Americans with Disabilities Act (ADA)Last updated
The Americans with Disabilities Act (ADA) was passed in 1990 as the first comprehensive legislation protecting the rights of people with disabilities. Prior to the ADA, people with disabilities had been protected under Section 504 of the 1973 Rehabilitation Act, which provided protection only within federally funded programs or as a federal employee. Disability rights groups including the Disability Rights Education & Defense Fund and the Center for Independent Living lobbied for comprehensive legislation modeled on the Civil Rights Act of 1964.
The ADA covers subjects including employment, public services, public spaces and accommodations, telecommunications, and public transportation. The regulations range from topics such as accessibility accommodations in public spaces (for instance, providing wheelchair ramps, accessible bathroom stalls, and all other minimum standards for accessibility in new construction or renovations) to protection from employment discrimination. Note that the ADA does not include an exhaustive list of disabilities covered, but instead uses the definition of disability as a physical or mental impairment that substantially limits one or more major life activities.
Additionally, coverage under the ADA is not automatic. For example, a person with a disability who works for a company with fewer than 15 employees may not have the same coverage as a person who works at a larger company; additional state laws vary as to the size of employers required to adhere to certain sections of the ADA.
A common term in discussions of the ADA is “reasonable accommodation.” A reasonable accommodation is defined under the ADA as a change to the hiring process, work environment, or way a job is performed that allows a qualified person with a disability to perform that job.
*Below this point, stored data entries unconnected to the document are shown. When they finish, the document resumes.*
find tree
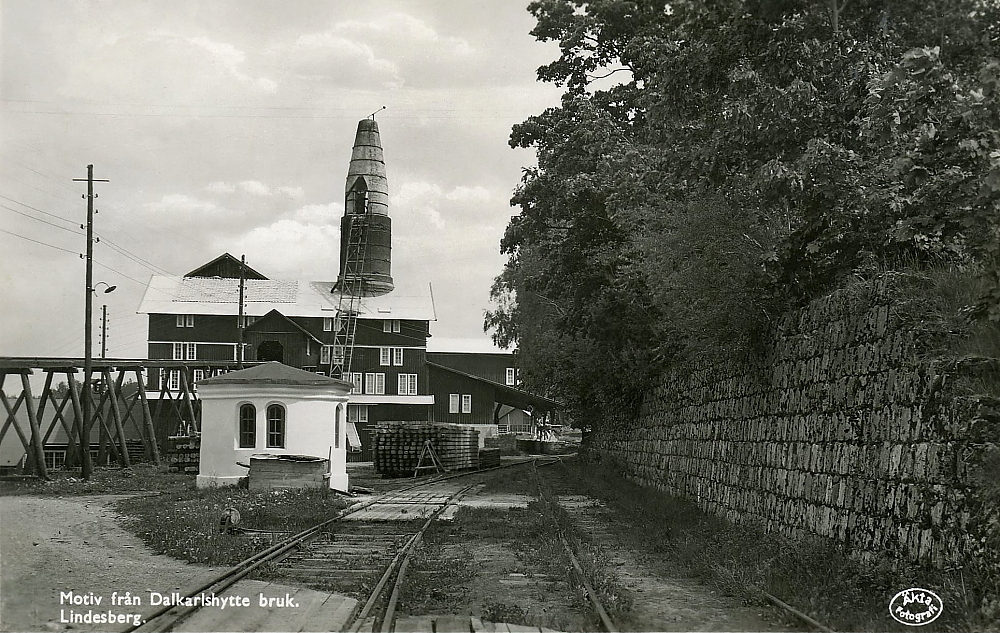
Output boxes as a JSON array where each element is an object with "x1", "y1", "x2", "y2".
[{"x1": 489, "y1": 0, "x2": 1000, "y2": 428}]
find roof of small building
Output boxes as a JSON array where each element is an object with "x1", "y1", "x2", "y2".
[
  {"x1": 197, "y1": 362, "x2": 352, "y2": 388},
  {"x1": 426, "y1": 337, "x2": 512, "y2": 355},
  {"x1": 137, "y1": 276, "x2": 437, "y2": 321}
]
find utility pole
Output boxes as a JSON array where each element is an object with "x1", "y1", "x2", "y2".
[
  {"x1": 101, "y1": 305, "x2": 108, "y2": 359},
  {"x1": 238, "y1": 254, "x2": 246, "y2": 369},
  {"x1": 74, "y1": 165, "x2": 108, "y2": 480}
]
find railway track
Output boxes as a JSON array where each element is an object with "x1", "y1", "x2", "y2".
[
  {"x1": 129, "y1": 454, "x2": 829, "y2": 633},
  {"x1": 129, "y1": 457, "x2": 619, "y2": 633}
]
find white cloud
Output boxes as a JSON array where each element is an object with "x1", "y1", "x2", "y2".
[
  {"x1": 293, "y1": 203, "x2": 340, "y2": 225},
  {"x1": 205, "y1": 181, "x2": 236, "y2": 194},
  {"x1": 278, "y1": 186, "x2": 305, "y2": 199},
  {"x1": 240, "y1": 180, "x2": 271, "y2": 196},
  {"x1": 227, "y1": 219, "x2": 340, "y2": 279},
  {"x1": 145, "y1": 193, "x2": 221, "y2": 214}
]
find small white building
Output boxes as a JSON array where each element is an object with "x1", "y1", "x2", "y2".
[{"x1": 196, "y1": 362, "x2": 352, "y2": 491}]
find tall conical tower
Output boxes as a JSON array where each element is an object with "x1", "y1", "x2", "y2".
[{"x1": 337, "y1": 118, "x2": 394, "y2": 296}]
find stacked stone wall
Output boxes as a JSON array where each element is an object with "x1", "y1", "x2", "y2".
[{"x1": 592, "y1": 278, "x2": 1000, "y2": 567}]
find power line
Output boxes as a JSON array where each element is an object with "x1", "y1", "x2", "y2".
[
  {"x1": 2, "y1": 204, "x2": 86, "y2": 236},
  {"x1": 1, "y1": 228, "x2": 79, "y2": 255},
  {"x1": 0, "y1": 193, "x2": 78, "y2": 226}
]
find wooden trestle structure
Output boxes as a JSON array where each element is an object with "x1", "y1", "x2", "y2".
[{"x1": 0, "y1": 358, "x2": 253, "y2": 478}]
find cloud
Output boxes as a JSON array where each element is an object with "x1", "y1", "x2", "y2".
[
  {"x1": 225, "y1": 219, "x2": 340, "y2": 279},
  {"x1": 204, "y1": 181, "x2": 306, "y2": 199},
  {"x1": 205, "y1": 181, "x2": 236, "y2": 194},
  {"x1": 240, "y1": 180, "x2": 271, "y2": 196}
]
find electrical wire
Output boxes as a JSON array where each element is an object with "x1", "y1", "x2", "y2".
[{"x1": 0, "y1": 228, "x2": 79, "y2": 255}]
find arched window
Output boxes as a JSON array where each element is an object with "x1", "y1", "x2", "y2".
[
  {"x1": 239, "y1": 404, "x2": 256, "y2": 448},
  {"x1": 267, "y1": 404, "x2": 285, "y2": 448},
  {"x1": 335, "y1": 405, "x2": 341, "y2": 449}
]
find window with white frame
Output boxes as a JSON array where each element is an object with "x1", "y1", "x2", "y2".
[
  {"x1": 320, "y1": 345, "x2": 332, "y2": 365},
  {"x1": 333, "y1": 345, "x2": 345, "y2": 365},
  {"x1": 193, "y1": 369, "x2": 204, "y2": 384},
  {"x1": 185, "y1": 342, "x2": 197, "y2": 360},
  {"x1": 350, "y1": 372, "x2": 363, "y2": 393},
  {"x1": 461, "y1": 394, "x2": 472, "y2": 414},
  {"x1": 168, "y1": 370, "x2": 180, "y2": 391},
  {"x1": 176, "y1": 315, "x2": 184, "y2": 328},
  {"x1": 379, "y1": 347, "x2": 391, "y2": 366},
  {"x1": 506, "y1": 367, "x2": 516, "y2": 386},
  {"x1": 349, "y1": 404, "x2": 368, "y2": 425},
  {"x1": 172, "y1": 342, "x2": 183, "y2": 360},
  {"x1": 383, "y1": 319, "x2": 400, "y2": 333},
  {"x1": 449, "y1": 394, "x2": 459, "y2": 414},
  {"x1": 323, "y1": 317, "x2": 333, "y2": 331},
  {"x1": 266, "y1": 404, "x2": 285, "y2": 448},
  {"x1": 398, "y1": 373, "x2": 417, "y2": 396},
  {"x1": 392, "y1": 347, "x2": 403, "y2": 366},
  {"x1": 365, "y1": 373, "x2": 385, "y2": 395},
  {"x1": 186, "y1": 314, "x2": 195, "y2": 327}
]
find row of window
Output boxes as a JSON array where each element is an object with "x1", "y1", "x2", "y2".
[
  {"x1": 157, "y1": 369, "x2": 418, "y2": 395},
  {"x1": 238, "y1": 403, "x2": 286, "y2": 448},
  {"x1": 178, "y1": 315, "x2": 404, "y2": 334},
  {"x1": 448, "y1": 394, "x2": 473, "y2": 414}
]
For example, an employer may lift a ban on animals in the workplace to allow a person to come to work with their service animal, or an employer may be required to install a wheelchair ramp at an entrance. It’s important to note that an employer is not automatically required to provide any or every reasonable accommodation requested, even if a person meets the legal definition of disability. An employer may be able to argue that a reasonable accommodation creates an “undue hardship,” for instance, if the cost to implement it would be too high. The Equal Employment Opportunity Commission has further guidance on providing reasonable accommodations.
- ADA National Network (ADATA)
- Disability Rights Education & Defense Fund: Timeline (Disability Rights Education & Defense Fund)
- A Brief History of the Disability Rights Movement (Anti-Defamation League)
The Americans with Disabilities Act (ADA) is a landmark piece of civil rights legislation that protects people with disabilities against discrimination. A common term in discussions of the ADA is “reasonable accommodation,” defined as a change to the hiring process, work environment, or way a job is performed that allows a qualified person with a disability to perform that job.